The Georgia Attorney General created the Georgia Anti-Gang Network in 2018 and recently was given authority to prosecute criminal gang activity statewide. Interestingly, the Georgia Attorney General — along with other state attorney generals — recently sent a letter to Washington, D.C., using the First Amendment as an offense shield tactic to shut down the Disinformation Governance Board enacted by President Joe Biden, much of which applies to voter fraud and the January 6 insurrection. The letter said the Disinformation Board would infringe upon the First Amendment rights enjoyed by citizens and would silence Americans who wish to express their views. The letter, supported by the Georgia Attorney General, says it is unconstitutional and un-American.

The First Amendment that the Georgia Attorney General used to shield the rights of predominantly white voters is simultaneously being used as a sword to prosecute young Black men.

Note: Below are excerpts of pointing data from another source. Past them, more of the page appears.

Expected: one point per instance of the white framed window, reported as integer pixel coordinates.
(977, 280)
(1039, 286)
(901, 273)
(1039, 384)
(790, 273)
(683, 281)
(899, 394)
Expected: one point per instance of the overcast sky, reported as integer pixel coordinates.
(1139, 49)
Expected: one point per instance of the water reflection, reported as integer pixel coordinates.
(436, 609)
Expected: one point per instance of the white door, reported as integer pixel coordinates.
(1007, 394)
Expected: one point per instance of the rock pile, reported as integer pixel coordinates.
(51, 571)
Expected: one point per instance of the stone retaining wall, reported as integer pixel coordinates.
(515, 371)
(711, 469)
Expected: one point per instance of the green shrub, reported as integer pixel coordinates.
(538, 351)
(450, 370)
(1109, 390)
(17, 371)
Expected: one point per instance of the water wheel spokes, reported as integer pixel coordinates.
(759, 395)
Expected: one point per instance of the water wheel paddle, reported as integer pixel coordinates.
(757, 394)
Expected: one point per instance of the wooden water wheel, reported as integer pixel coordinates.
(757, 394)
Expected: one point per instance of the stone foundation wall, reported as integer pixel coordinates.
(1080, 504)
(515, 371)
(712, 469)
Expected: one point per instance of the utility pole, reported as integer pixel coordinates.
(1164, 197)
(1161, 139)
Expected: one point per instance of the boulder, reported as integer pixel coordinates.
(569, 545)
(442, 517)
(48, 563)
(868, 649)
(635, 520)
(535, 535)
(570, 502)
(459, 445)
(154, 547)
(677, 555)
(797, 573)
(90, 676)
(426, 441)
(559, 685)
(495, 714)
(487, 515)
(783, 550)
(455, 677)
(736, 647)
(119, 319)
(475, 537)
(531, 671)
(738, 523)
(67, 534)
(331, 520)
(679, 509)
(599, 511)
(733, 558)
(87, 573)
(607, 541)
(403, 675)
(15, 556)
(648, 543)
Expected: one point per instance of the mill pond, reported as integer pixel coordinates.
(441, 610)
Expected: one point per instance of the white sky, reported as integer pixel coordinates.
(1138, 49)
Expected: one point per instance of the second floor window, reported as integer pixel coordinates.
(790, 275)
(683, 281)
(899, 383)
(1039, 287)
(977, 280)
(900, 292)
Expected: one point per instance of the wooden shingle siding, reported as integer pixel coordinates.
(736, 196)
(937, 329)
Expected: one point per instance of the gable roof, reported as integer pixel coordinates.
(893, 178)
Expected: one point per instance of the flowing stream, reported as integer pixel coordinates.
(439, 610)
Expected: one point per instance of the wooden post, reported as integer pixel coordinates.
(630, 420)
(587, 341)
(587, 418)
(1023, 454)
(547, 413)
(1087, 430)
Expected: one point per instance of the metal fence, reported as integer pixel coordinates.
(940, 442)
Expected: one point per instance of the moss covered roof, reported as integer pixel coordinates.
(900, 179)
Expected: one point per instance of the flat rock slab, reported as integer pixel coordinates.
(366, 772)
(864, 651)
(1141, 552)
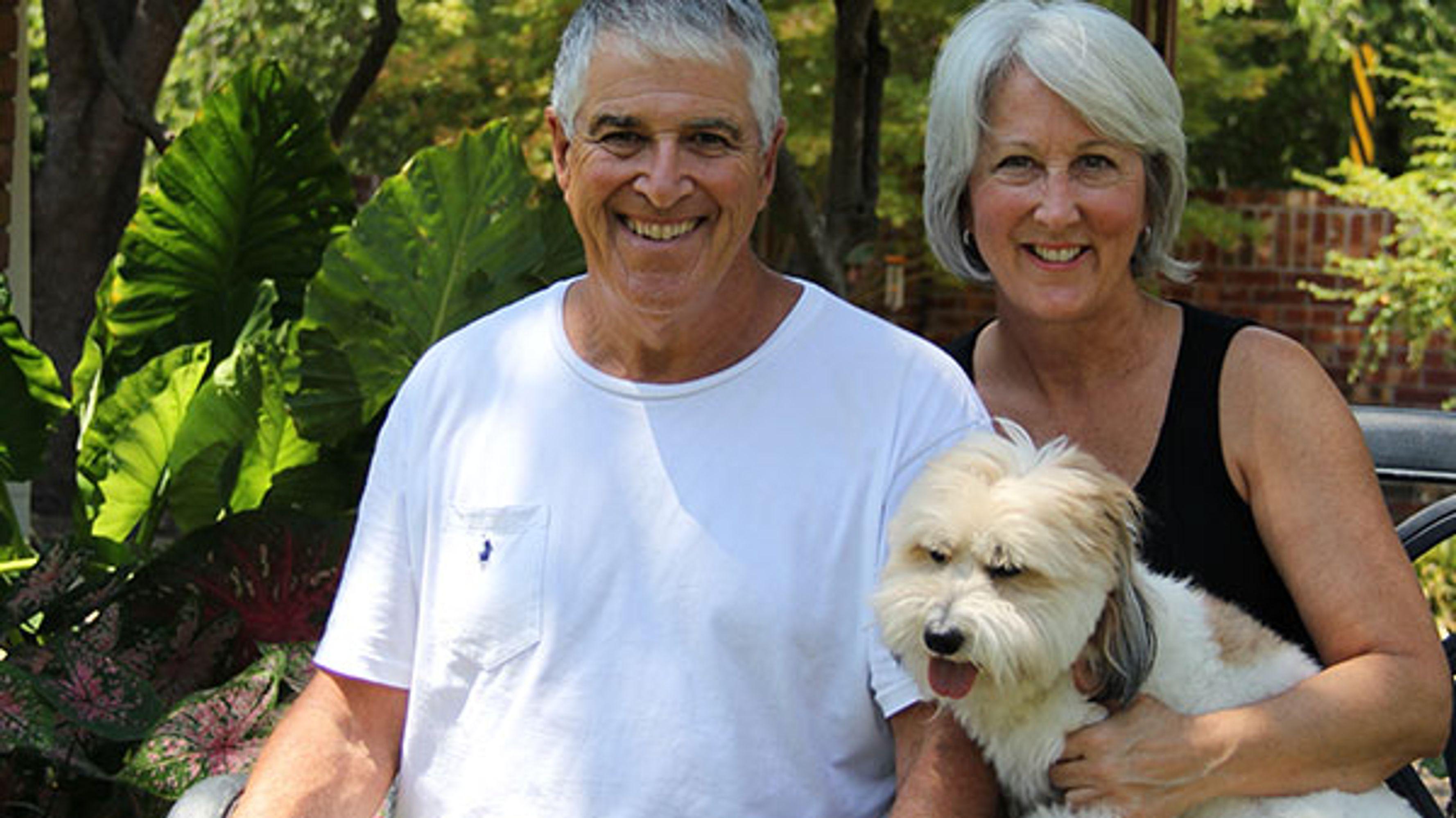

To [w]rap things up, the prosecution of rap artists is affecting one class of people — young Black men. In cases across the country, prosecutors are using “motive and intent” as a disguise for introducing these lyrics to portray the defendant as a criminal. This bad character evidence is even worse given how juries prejudicially view defendants with explicative rap lyrics.

Earlier this year, the New York Senate introduced a bill (S7527) which would limit the admissibility of rap lyrics. Georgia and other states should follow suit and pass a bill excluding the use of constitutional artistic expression in a criminal trial. Otherwise, prosecutors will continue to use rap lyrics as non-Mirandized confessions.

If the stated goal of every prosecutor is to conduct a fair trial and to seek the truth, then prejudicial rap lyrics should not be allowed in the courtroom during a criminal jury trial. As the gatekeepers to the justice system, winning should not be prosecutors’ priority.

“If you don’t know, now you know.” – The Notorious B.I.G.

Devin Rafus is a senior associate at Atlanta’s Arora Law Firm.